You’re one of the Sustainability Lab leads for Ensera Design, what drives your passion for designing sustainability into the product development process?
Sustainable design is necessary, inevitable and exciting. It’s necessary because “business as usual” is no longer meeting the present needs, let alone future needs. It’s inevitable since, without change, businesses (and societal and planetary systems) will fail. And it’s exciting because the scale of transformative shift needed is entirely possible via the mobilization of teams of curious, optimistic people.
Everyone benefits from products and services that are accessible, last longer and are made of sensible materials by people in fair working conditions. We’re limited by systems, not by individuals, and systems can be (and are being) redesigned. Check out Jon Alexander’s ‘Citizens’ and Rutger Bregman’s ‘Humankind’ books if you need a reminder of the decency of people.

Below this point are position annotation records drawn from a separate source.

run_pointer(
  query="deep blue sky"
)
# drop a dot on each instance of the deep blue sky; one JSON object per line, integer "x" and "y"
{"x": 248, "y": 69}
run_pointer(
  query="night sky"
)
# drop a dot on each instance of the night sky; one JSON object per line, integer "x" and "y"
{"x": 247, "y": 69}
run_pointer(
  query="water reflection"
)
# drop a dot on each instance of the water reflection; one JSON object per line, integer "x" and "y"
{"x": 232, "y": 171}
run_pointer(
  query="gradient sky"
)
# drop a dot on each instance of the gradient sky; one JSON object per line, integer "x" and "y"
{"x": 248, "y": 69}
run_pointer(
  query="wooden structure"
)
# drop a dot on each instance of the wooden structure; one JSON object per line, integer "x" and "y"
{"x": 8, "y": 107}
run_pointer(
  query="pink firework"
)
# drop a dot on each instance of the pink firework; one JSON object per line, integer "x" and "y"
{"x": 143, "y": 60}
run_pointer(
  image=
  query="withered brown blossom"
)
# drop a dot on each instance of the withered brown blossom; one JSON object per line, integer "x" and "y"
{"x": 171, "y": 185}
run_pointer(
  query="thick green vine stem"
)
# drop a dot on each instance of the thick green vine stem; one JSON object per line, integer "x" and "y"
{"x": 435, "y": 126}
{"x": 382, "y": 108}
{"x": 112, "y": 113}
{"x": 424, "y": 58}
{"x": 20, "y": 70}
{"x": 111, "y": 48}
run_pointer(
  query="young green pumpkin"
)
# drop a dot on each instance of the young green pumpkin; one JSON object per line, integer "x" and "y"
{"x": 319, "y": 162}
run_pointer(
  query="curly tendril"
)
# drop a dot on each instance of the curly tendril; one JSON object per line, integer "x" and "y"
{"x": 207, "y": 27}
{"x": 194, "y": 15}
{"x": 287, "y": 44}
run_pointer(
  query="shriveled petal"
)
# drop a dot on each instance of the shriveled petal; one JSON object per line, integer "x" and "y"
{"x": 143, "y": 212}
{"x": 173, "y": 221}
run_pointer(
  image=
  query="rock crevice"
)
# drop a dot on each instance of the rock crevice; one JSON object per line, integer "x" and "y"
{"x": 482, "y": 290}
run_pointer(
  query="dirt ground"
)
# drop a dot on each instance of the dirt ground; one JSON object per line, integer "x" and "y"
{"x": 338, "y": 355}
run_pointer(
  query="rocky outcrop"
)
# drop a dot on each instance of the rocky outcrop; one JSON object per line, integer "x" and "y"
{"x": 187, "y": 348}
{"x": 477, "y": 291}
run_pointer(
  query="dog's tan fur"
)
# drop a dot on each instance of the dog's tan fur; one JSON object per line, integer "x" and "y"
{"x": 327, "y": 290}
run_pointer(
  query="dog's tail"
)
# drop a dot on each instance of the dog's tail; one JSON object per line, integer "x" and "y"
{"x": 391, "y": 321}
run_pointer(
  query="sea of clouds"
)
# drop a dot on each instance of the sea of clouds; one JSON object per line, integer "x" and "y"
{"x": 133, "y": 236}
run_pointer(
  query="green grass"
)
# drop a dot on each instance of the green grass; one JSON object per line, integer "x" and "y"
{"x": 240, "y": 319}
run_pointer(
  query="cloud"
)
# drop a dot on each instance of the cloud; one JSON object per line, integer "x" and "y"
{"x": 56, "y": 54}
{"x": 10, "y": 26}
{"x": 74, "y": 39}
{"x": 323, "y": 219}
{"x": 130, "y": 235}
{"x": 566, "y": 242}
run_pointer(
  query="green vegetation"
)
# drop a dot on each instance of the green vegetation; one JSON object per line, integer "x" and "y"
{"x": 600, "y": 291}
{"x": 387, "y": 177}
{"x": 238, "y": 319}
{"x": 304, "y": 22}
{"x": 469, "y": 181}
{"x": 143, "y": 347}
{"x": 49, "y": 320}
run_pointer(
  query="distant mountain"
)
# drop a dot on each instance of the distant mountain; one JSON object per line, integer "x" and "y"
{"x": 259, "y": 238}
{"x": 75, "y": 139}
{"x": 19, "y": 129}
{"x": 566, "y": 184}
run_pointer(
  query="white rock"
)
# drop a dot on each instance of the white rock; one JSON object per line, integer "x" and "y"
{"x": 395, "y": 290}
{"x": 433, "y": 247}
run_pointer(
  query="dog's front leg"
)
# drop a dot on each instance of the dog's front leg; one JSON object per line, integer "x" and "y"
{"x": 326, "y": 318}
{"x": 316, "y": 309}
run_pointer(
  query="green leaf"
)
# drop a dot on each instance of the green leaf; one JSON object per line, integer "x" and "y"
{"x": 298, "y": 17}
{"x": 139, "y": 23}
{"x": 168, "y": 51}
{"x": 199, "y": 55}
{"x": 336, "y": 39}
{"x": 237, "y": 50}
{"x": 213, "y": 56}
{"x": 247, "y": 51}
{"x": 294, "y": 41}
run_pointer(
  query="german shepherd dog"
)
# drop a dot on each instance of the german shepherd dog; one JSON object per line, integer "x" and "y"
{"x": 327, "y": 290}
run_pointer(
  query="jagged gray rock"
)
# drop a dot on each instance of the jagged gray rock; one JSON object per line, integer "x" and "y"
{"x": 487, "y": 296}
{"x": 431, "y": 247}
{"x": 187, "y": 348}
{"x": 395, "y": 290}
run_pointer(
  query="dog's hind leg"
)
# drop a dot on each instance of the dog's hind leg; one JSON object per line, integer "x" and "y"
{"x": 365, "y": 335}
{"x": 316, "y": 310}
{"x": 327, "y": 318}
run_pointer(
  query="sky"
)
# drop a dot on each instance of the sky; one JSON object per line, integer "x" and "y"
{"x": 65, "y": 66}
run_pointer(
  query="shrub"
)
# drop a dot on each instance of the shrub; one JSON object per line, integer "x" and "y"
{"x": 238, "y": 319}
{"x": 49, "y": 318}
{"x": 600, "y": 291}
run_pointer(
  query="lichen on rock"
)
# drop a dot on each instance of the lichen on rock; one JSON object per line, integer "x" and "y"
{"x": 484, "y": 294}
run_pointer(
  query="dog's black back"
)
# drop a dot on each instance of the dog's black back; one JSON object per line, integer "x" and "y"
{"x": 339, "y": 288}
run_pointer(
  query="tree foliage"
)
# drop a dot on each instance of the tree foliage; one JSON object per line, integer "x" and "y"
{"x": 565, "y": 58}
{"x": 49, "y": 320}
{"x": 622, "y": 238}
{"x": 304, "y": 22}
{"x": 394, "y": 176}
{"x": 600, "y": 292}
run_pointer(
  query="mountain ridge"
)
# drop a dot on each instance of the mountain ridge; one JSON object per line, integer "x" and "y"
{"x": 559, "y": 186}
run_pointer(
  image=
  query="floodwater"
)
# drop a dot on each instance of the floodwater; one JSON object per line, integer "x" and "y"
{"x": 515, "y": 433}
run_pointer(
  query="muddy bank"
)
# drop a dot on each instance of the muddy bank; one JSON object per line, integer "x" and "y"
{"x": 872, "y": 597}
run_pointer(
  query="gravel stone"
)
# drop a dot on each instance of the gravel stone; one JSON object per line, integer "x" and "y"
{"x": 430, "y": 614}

Looking ahead, what excites you most about the future of healthcare and technology, and women’s role in shaping it?
Progress is happening and that momentum is towards fairer and lower carbon healthcare systems. Sustainable design is inherently human-centered. Environmental issues disproportionately affect marginalized communities, including women, BIPOC communities, disabled people, and those with the least political and economic power. By prioritizing distributive and reciprocal systems, sustainable design directly addresses these imbalances. In this way, sustainability becomes a pathway to social progress, as well as ecological stability.
Everyone has a part to play – people, communities, businesses, and governments. Here, women can choose whichever role(s) suits them – as leaders, facilitators, innovators, entrepreneurs, activists, teachers, storytellers.